Such a letter helps us to realise the loss suffered by France from the exile of men like Papillon. Their talents were not uncommon; in their own country, unmolested, they would have led useful, obscure lives, open-minded enough withal to welcome the inevitable change sooner or later to take place in European politics.

In spite of the efforts of the French King[187] and the disfavour shown the Huguenots by the exiled Anglicans,[188] the intercourse between England and the Huguenots continued after the Restoration. The French churches in England formed a natural link which survived the Act of Uniformity. The Huguenots, as well as Louis xiv., had their ambassadors in London, and, in some cases, these unofficial envoys were better informed than Colbert de Croissy or Barillon, for they could speak and write English and showed little reluctance to become Churchmen. Some obtained high preferment. This explains how Jurieu, called to England on leaving college by the Du Moulins, was ordained in the Church.[189]

In the precincts of the Court gathered some men of letters, refugees and scholars, Catholics and Protestants, the best known of whom is Saint-Evremond. Vossius, his "ami de lettres,"[190] was then Canon of Windsor, and to the latter's uncle Du Jon (Junius), librarian to the Earl of Arundel, who though born at Heidelberg was of Huguenot descent, England owes some of the earliest studies in Anglo-Saxon. These literati gathered round the Duchess of Mazarin, the Cardinal's niece, at her little court at Windsor, when Vossius, a pedant like most scholars in his age, would discourse on Chinese civilisation and the population of ancient Rome,[191] Saint-Evremond read a paper of verses, the Duchess speak of her interminable lawsuit with the bigoted, doting old Duke, her husband; and the company would be merry upon her recounting how he directed his grandchild's nurse to make the infant fast, in literal accordance with the Church commandments, on Fridays and Saturdays.[192] The librarian to Archbishop Sancroft, Colomiès, may have been admitted to the circle. On his arrival in England, he had found Vossius a useful friend, and through the latter's exertions was ordained in the Church of England, became a thorough Episcopalian, and was, like his patron, strongly suspected of Socinianism. Their friendship for Dr. Morales, a Jew of Amsterdam and one of this literary circle, only confirmed the suspicion. But in Madame de Mazarin's salon theological disputes were infrequent. For France, anti-Protestantism then was not an "article of exportation." Far from being fanatical, the temper of these literati savours somewhat of a much later indifferentism. Perhaps the courtly scepticism of the Restoration proved contagious. For Saint-Evremond a system of ethics did very well in place of a Confession of Faith. "The Faith is obscure, the Law clearly expressed. What we are bound to believe is above our understanding, what we have to do is within every one's reach."[193]

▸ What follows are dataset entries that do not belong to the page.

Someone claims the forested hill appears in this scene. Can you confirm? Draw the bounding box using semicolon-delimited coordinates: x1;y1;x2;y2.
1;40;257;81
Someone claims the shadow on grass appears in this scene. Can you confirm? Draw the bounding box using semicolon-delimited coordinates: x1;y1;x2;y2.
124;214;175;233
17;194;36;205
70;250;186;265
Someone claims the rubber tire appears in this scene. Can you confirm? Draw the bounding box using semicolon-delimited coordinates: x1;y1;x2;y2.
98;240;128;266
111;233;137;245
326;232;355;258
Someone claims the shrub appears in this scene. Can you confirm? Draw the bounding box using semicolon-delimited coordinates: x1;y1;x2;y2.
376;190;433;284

Most of his friends were Protestants, and he never felt bitterness against them: "I never experienced that indiscreet zeal that makes us hate people, because they do not share our opinions. That false zeal takes its rise in conceit, and we are secretly inclined to mistake for charity towards our neighbour what is only an excessive fondness for our private opinions."[194]

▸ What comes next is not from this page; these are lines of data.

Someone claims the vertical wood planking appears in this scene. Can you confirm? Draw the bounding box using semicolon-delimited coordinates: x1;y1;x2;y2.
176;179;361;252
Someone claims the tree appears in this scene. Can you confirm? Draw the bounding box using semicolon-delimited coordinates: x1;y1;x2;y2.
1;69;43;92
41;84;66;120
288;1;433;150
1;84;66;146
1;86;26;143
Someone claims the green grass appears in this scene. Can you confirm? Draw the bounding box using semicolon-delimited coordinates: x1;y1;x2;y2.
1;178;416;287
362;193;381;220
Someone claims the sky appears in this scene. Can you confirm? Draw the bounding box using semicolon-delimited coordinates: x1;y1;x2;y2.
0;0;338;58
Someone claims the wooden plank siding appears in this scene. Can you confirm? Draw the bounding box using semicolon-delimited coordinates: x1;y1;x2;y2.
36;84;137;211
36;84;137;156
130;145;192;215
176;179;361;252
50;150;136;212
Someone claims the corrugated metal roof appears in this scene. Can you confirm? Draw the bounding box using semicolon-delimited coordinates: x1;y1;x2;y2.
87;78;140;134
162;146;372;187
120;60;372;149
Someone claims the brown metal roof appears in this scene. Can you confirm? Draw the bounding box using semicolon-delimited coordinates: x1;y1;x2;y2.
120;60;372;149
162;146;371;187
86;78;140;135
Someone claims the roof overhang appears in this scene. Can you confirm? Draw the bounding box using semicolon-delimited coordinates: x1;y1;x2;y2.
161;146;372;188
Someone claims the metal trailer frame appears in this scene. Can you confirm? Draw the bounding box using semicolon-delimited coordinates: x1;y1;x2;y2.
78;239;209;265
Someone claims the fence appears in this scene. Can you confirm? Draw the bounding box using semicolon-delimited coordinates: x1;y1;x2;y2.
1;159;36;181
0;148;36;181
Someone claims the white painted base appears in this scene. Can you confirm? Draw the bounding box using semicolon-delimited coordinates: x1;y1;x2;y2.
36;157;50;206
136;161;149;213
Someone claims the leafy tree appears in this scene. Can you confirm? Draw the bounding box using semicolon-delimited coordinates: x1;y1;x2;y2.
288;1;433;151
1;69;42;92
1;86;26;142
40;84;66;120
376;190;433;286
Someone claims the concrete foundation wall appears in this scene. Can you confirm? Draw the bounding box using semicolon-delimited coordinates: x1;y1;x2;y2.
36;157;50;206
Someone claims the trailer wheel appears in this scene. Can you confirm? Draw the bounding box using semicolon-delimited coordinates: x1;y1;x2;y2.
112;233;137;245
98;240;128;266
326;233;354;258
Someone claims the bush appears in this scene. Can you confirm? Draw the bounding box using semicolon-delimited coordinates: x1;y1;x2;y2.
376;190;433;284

This paragraph strikes the keynote of the temper that reigned in the French circle at Windsor. On foreign land, out of the reach of Gallican maxims of policy and priestly intrigue, the two Frances, Catholic and Huguenot, not without an admixture of "libertinage," met, a picture of what might have been, had the dream of Michel de l'Hôpital and De Thou, maybe of Henri iv., been realised.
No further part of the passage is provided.